Canada: The S&P/TSX Composite rose 4.5% this quarter with value leading the way, up 5.7%; large caps advanced 4.9%, small caps were up 4.7% and growth stocks returned 3.5%.
United States: This past quarter was so strong that Q4 returns represent a significant portion of the returns for the whole year. US stocks gained 6.5% the last quarter with growth stocks advancing 7.8%; large caps were up 6.3% and small caps gained 5.3%; value returned 5.3%.
International & Emerging Markets: International and emerging markets were the star performers this year. International stocks were up 4.5% with large caps up 4.2%, small caps up 6.3%, growth up 3.5% and value up 5.5%; emerging markets advanced 7.7%.
Alternative Investments that employ strategies which are not correlated to the stock market are a prudent strategy to weather volatility. While one may immediately think of equity hedge funds when they hear the term Alternative Investments, the area of fixed income alternatives can be a very attractive niche. Potential returns may be higher than traditional bonds and may even approach that of equity-like returns, in some cases, but without similar volatility. Some examples include:
Mortgage financing to borrowers that are under-serviced or ignored by large financial institutions;
Private equity in Canadian private companies: Including pharmacies, in-home prescription tracking dispensaries, pet pharmacy and convertible debt in various companies;
Private corporate debt that includes options for future equity participation: 8%-10% annual interest with warrants to purchase 10% equity (shares);
Retirement residence development projects - Specializing in Alzheimer and dementia facilities
Short-term inventory and working capital financing to various industries;
Purchasing life insurance policies from individuals who no longer want or need them.

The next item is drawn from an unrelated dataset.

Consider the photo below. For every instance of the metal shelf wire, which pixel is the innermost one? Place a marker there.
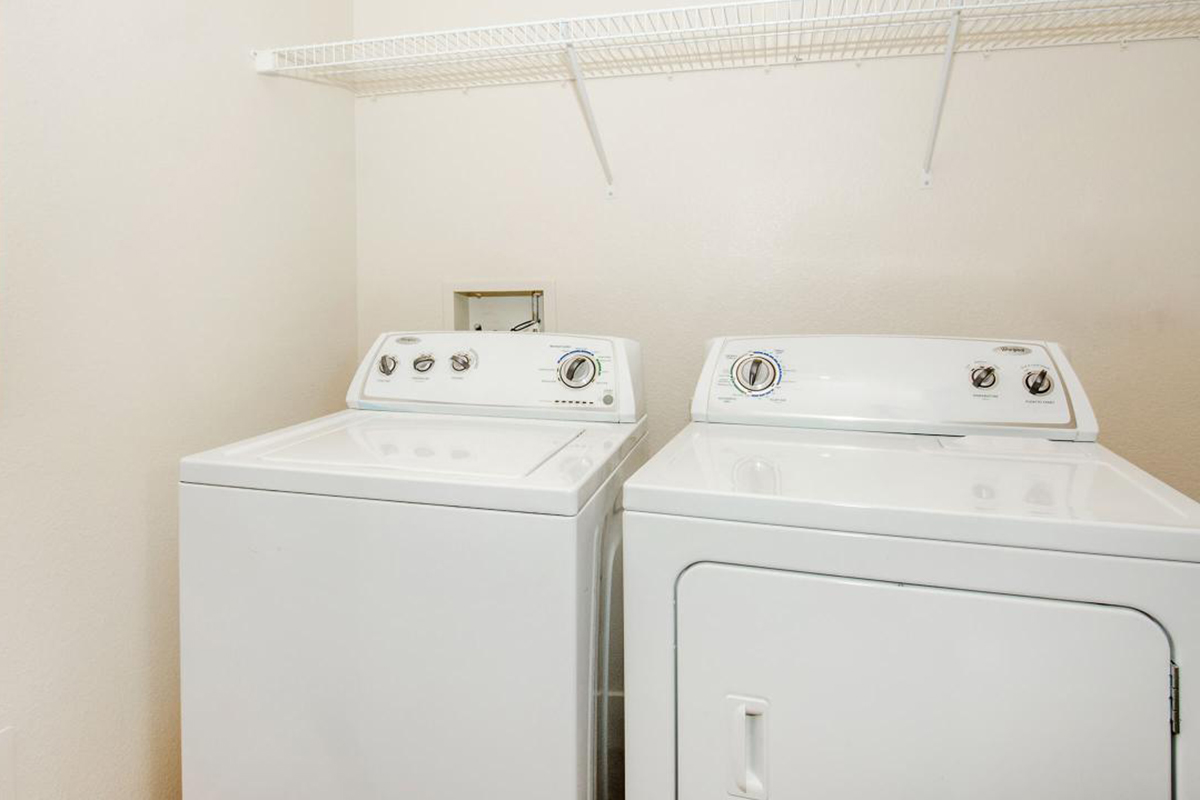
(763, 34)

Alternative Fixed Income: This past year saw all alternative fixed income funds beat the benchmark of the FTSE TMX Canada Universe Bond Index, which was up 2.5%. Our Private Company Debt was up 5.9%, Media Loans up 8.8%, US syndicated mortgages up 9.5% and our Stewardship Alternative Income Fund (SAIF) was up 3.3%. SAIF's performance lagged due to a large cash balance but this will be alleviated in 2018 as new investments were initiated within the last few months. The second factor is several longer term investments are currently held at book value as they are still in the early stages and are not expected to start yielding results until they reach closer to maturity.
Economic News: Chalk one up for Donald Trump, the tax reform bill was signed into law on December the 22nd after quite the rollercoaster ride. JPMorgan believes this will add further fuel to the market rally in the US that seems to know no other direction but up.

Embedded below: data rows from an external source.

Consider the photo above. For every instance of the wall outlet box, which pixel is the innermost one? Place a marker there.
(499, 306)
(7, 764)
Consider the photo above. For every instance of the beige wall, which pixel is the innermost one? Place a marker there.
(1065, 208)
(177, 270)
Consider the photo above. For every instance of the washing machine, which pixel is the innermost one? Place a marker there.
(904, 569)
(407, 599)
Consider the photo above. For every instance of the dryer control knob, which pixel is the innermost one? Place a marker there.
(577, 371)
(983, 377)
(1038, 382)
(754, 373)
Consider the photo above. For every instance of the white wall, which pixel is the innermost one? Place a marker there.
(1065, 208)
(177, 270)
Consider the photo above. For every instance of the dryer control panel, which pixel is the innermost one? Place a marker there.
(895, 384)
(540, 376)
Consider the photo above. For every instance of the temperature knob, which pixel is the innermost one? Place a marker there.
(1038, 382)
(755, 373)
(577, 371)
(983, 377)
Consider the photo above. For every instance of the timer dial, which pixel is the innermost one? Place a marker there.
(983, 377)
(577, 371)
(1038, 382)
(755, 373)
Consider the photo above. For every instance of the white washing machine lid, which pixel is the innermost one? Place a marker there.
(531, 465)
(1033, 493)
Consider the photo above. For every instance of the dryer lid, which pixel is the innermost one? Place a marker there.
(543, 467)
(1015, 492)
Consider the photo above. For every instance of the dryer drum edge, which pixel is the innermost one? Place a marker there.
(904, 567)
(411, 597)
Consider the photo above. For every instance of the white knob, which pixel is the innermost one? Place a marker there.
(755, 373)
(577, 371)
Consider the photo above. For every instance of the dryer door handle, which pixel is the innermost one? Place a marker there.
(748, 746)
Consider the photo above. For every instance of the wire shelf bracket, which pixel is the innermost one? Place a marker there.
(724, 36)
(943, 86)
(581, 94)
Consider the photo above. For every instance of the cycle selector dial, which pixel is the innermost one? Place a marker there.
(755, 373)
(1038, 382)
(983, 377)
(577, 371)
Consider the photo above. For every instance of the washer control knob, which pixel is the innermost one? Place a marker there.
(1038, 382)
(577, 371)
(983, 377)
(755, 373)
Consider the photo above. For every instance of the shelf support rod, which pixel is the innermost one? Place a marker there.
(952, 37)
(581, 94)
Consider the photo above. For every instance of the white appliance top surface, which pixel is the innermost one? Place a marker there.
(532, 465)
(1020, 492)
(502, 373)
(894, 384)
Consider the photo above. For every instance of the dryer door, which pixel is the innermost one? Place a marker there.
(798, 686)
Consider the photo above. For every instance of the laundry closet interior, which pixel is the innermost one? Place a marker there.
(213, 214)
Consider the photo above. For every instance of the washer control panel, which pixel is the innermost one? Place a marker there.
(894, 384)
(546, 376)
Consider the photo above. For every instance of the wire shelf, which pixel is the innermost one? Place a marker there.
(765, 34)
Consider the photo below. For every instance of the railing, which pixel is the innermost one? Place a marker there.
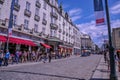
(4, 23)
(38, 4)
(2, 1)
(37, 18)
(54, 26)
(54, 14)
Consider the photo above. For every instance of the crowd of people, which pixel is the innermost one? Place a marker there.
(29, 56)
(117, 58)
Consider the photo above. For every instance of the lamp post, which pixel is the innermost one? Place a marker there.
(10, 22)
(111, 50)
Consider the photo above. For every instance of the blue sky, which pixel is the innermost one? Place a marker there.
(82, 14)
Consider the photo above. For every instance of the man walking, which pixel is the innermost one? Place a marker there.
(7, 55)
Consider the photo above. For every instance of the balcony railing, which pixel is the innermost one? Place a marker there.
(54, 15)
(2, 1)
(31, 31)
(38, 4)
(54, 26)
(60, 30)
(44, 22)
(37, 18)
(18, 27)
(16, 7)
(27, 13)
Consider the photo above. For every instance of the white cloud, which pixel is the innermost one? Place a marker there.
(97, 33)
(75, 14)
(115, 9)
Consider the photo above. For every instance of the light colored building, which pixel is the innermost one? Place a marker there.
(116, 38)
(86, 42)
(39, 21)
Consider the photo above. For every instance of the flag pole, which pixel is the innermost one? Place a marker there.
(111, 49)
(10, 23)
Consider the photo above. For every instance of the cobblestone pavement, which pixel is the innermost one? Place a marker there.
(77, 68)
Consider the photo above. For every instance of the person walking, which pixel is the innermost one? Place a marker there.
(7, 55)
(1, 57)
(17, 56)
(118, 59)
(104, 56)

Economic growth is strong in both Canada and the US and unemployment is falling. December unemployment fell to 5.7% in Canada, which is a 40 year low; in the US, jobless claims fell to their lowest level since February, 1973.
As mentioned in last quarter's newsletter, the OECD's latest numbers are predicting strong global economic growth through to the end of 2019: 3.7% in 2018 and 3.6% in 2019. Canadian growth is expected to hover around 2% per year while the US is predicted to be just over 2%.
Although equity markets have high valuations, especially in the US, the combination of positive global growth across all major regions and US tax reform has the potential to keep the rally going. With valuations at such high levels, the risk of a correction grows, but rest assured that we are carefully monitoring the valuations and reducing risk when and where we feel is appropriate.